When such data were not available, the committee turned to alternate data with the resulting caveats to its findings noted. Other aspects of the committee’s charge were best addressed with data from well-designed and carefully executed laboratory studies with humans and animals. Both forms of evidence are considered valid, depending on the issue or questions being addressed, and have been weighed by the committee in evaluating the strength of evidence supporting its findings.
With the foregoing in mind, the committee adopted the following scale for the strength of evidence. As will be seen, the strength of evidence in this scale is tied to the presence and number of “strong studies” supporting a particular committee finding. In general, observational epidemiological studies cannot by themselves establish causal associations. Strong epidemiological studies in support of a statistical association between an exposure and a condition, whether causal or not, could include well-designed cross-sectional studies where the likelihood of chance findings has been minimized, known confounding factors have been considered in the analysis, and known or potential biases have been eliminated. However, in support of a causal association, “strong studies” are generally well-designed, prospective observational human population studies or randomized controlled trials in which chance, bias, and confounding are similarly treated. With respect to laboratory studies, “strong studies” are well-designed and carefully executed and interpreted human or animal studies in which chance, bias, and confounding have also been treated in a similar way.
Sufficient evidence of a causal relationship: Consistent evidence from many strong longitudinal studies.
Sufficient evidence (of an association): Evidence from several strong longitudinal or cross-sectional studies.
Limited or suggestive evidence (of an association): No evidence from strong studies, but some evidence from other studies of sufficient quality.
Not sufficient evidence to determine whether an association exists: Few or no studies of sufficient quality.
Sufficient evidence that no association exists: Several strong studies that find no association.

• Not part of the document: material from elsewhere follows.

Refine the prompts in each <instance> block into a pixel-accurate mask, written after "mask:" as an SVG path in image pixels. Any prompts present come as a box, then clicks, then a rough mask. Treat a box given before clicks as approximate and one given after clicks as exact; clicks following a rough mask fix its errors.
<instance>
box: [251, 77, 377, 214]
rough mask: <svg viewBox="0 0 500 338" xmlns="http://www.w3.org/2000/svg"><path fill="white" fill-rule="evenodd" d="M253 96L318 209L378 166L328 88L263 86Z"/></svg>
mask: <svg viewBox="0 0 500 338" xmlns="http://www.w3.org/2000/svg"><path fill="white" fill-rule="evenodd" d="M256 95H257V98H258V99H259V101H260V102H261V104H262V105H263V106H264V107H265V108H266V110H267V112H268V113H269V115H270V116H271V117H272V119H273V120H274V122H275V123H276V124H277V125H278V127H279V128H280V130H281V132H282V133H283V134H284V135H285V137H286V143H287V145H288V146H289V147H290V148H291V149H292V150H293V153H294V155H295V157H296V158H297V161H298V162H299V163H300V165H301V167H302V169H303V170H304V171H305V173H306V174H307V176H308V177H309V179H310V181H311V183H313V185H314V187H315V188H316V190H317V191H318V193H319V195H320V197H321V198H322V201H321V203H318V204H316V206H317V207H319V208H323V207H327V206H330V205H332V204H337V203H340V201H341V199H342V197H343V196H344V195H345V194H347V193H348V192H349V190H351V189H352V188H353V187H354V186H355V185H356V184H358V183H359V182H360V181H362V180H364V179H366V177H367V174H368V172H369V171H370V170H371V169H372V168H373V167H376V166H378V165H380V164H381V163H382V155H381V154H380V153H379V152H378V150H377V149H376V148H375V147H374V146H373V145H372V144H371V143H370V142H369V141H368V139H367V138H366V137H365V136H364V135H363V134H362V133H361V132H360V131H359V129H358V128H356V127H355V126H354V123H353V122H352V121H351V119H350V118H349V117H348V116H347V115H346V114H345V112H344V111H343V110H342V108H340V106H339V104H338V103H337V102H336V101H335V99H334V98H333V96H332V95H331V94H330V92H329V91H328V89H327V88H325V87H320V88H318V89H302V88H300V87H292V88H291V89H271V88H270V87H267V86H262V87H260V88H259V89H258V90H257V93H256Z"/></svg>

However, when applying the foregoing scale for strength of evidence, the context of the specific question being addressed must be kept in mind. For example, if the specific question posed or the issue addressed pertains to the effect of noise on humans and the only evidence available is from studies of laboratory animals, this evidence is considered not to be sufficient regardless of the number of “strong” studies available from laboratory animals.
THE COMMITTEE’S REPORT
The remainder of the report summarizes the evidence regarding the questions put to the committee concerning military service and noise-induced hearing loss and tinnitus and presents the committee’s findings. Chapter 2 reviews the mechanisms of noise-induced hearing loss and evidence regarding the impact of various risk factors. Chapter 3 reviews noise and noise hazards associated with military service. Chapter 4 focuses on tinnitus, especially its association with noise exposure and hearing loss. Chapter 5 turns to the nature and effectiveness of hearing conservation programs in the armed services. Chapter 6 presents the results of an audit of the service medical records of military personnel sampled from various periods of service from World War II to 2002. Finally, Chapter 7 provides a summary that draws on the information presented in preceding chapters to address the specific questions and issues posed in the Statement of Task and in Public Law 107-330.